Without locking (the patch semi-kills it), a sync can occur on a
page for which a mapping has been created but for which the page
has not yet completed faulting, or on a dirty page which has been
written and discarde, but for which the mapping has not yet been
removed.  With locking, you can't get this because the vnode's
"type" would be deadfs, but you get the other panic because the
interface to vnodes is not completely reflexive (it's much like
an inverse of the cn_pnbuf situation in namei(), actually).
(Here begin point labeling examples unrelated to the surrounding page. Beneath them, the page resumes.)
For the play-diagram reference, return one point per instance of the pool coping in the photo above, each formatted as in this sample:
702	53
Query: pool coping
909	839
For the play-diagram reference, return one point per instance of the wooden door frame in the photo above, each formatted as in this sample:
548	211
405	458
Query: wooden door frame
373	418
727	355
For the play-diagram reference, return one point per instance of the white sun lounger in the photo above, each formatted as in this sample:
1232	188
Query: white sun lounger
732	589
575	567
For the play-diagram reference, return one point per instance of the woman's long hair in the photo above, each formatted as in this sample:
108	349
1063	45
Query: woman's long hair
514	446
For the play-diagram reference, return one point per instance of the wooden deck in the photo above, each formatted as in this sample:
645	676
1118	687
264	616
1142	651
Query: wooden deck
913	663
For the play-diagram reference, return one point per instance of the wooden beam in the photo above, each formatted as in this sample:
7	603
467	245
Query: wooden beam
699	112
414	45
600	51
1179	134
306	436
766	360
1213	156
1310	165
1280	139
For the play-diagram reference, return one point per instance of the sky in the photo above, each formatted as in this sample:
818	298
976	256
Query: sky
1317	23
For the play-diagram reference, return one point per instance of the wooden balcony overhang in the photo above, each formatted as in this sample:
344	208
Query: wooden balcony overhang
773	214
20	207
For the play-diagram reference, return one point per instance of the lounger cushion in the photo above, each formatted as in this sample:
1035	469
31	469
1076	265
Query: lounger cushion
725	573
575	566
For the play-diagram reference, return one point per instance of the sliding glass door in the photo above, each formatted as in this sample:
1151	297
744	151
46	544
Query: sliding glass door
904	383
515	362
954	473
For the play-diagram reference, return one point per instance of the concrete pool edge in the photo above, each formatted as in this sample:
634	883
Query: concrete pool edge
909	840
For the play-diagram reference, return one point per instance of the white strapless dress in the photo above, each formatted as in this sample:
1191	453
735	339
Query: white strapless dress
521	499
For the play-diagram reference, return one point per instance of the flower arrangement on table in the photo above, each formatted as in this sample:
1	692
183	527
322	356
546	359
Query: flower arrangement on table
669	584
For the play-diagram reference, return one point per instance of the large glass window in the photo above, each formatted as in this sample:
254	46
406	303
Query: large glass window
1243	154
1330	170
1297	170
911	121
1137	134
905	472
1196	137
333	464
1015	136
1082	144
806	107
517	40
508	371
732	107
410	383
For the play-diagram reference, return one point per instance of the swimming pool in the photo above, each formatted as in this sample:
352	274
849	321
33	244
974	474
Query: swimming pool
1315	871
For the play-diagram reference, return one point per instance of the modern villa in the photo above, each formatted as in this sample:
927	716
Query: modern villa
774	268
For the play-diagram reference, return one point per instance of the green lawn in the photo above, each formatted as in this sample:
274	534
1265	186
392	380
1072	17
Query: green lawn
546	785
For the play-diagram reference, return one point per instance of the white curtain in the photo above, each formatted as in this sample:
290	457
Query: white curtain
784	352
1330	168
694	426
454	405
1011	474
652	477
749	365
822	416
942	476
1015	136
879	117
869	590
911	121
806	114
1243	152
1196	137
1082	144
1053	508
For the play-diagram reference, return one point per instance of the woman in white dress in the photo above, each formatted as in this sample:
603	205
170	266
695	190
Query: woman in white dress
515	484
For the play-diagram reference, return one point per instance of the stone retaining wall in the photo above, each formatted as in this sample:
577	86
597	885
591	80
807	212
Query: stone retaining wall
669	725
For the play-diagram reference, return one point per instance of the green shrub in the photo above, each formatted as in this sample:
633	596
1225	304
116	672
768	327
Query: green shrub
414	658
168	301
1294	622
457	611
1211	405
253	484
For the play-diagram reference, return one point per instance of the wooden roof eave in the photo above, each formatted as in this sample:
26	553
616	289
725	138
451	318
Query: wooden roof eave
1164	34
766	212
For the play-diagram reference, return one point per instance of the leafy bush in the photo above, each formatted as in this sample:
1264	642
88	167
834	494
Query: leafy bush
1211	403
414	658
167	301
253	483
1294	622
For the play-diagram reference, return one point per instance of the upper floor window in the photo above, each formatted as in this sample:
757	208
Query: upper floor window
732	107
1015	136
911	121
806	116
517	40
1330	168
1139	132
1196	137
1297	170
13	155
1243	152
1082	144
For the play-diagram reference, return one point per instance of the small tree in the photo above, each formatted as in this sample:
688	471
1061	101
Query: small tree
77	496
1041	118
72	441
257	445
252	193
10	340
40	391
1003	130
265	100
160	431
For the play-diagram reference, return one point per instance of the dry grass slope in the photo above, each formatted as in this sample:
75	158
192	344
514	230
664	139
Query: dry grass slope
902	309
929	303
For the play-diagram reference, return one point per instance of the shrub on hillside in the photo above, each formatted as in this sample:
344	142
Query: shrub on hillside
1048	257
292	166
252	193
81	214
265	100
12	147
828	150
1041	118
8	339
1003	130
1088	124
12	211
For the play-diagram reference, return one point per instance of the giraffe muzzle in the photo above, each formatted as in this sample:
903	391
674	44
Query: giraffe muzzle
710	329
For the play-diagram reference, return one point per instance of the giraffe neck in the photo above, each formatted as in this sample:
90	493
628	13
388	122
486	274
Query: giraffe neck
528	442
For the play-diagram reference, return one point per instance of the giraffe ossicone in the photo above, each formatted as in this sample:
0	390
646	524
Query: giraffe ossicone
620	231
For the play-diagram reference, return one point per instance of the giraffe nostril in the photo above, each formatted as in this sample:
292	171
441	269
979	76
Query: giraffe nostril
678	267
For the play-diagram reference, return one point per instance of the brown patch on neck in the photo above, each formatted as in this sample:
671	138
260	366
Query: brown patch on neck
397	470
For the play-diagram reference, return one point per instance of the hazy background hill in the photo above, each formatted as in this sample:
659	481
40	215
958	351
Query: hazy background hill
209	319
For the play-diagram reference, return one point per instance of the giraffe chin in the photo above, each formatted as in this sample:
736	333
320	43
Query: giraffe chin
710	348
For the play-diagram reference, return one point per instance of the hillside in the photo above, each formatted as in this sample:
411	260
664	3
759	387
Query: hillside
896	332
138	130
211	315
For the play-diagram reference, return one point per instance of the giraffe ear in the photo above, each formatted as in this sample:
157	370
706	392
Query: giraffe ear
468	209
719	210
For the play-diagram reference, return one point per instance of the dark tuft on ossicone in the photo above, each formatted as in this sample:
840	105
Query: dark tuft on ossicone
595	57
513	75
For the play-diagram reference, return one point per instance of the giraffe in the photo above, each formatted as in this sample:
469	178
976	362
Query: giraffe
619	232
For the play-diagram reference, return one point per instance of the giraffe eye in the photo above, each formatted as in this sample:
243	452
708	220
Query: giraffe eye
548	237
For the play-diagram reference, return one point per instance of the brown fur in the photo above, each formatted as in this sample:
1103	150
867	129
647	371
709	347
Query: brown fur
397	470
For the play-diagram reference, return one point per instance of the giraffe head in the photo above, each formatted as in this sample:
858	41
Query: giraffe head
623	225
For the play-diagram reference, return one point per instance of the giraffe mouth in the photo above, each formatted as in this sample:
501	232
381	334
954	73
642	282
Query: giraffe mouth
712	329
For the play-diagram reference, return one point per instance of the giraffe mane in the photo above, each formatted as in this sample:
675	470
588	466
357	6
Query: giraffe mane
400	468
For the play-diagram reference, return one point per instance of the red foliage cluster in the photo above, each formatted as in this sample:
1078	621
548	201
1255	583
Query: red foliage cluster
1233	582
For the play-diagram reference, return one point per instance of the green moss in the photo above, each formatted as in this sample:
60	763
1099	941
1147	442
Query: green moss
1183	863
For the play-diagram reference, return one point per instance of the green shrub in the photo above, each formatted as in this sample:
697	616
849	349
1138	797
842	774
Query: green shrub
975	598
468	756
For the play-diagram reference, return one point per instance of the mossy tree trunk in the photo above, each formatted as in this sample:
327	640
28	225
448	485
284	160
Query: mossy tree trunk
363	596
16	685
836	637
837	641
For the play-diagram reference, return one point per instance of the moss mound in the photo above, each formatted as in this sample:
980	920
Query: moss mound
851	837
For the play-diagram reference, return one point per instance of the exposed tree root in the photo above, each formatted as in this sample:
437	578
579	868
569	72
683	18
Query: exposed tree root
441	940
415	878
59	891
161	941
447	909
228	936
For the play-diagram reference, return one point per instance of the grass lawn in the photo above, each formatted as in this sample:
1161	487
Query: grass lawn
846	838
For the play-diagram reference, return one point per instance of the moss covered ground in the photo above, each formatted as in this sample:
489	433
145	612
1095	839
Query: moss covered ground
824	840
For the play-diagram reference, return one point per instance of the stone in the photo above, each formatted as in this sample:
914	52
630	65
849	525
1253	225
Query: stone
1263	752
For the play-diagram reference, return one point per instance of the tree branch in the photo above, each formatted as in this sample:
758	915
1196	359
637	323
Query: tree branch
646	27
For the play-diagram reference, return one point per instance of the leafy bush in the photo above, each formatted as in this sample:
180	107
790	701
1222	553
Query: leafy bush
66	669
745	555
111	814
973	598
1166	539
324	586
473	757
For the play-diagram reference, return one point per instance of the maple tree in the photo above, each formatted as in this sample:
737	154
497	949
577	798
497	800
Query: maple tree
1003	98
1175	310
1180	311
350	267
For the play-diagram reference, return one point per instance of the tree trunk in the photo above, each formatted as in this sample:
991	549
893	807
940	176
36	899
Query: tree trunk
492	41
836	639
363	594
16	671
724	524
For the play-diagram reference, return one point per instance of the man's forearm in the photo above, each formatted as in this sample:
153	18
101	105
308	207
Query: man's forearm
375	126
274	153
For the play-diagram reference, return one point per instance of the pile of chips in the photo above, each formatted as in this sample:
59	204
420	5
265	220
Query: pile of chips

The patch is not correct; the problem is in the VXLOCK handling
being an inherently bogus way to do the vnode reclamation, smearing
responsibility between the FS insteances and the kernel.  It is
bad layering, and needs a rewrite (or needs someone's existing
rewrite comitted).

To fix things, vnode management should go to a per FS type vrele(),
and the vnode should be allocated as follows:

	struct in_core_inode_for_fs_type {
		struct vnode	i_vnode;	/* the real vnode*/
		...
	};

(The per FS vrele() is necessary because the vnode is now an FS
specific opaque inode reference).

To do this right would require getting rid of "struct fileops" (the
abomination before God that it is), and deleting deadfs entirely as
being utterly bogus.


> This may simply be superstition, but these panics always follow within
> an update period of me killing pppd to bring down a kernel PPP
> connection.  It does seem significant that v_type = VCHR and the
> problem seems to coincide with me closing a PPP session on a character
> device (/dev/cuaa2).  Unfortunately, without knowing what inode v_data
> used to point to, I suppose there's no way to trace the origin on this
> vnode.

Yes.  This is the evil of using a common vnode pool and allocating
and reusing the things, willy-nilly.


					Regards,
					Terry Lambert
					terry@lambert.org
---
Any opinions in this posting are my own and not those of my present
or previous employers.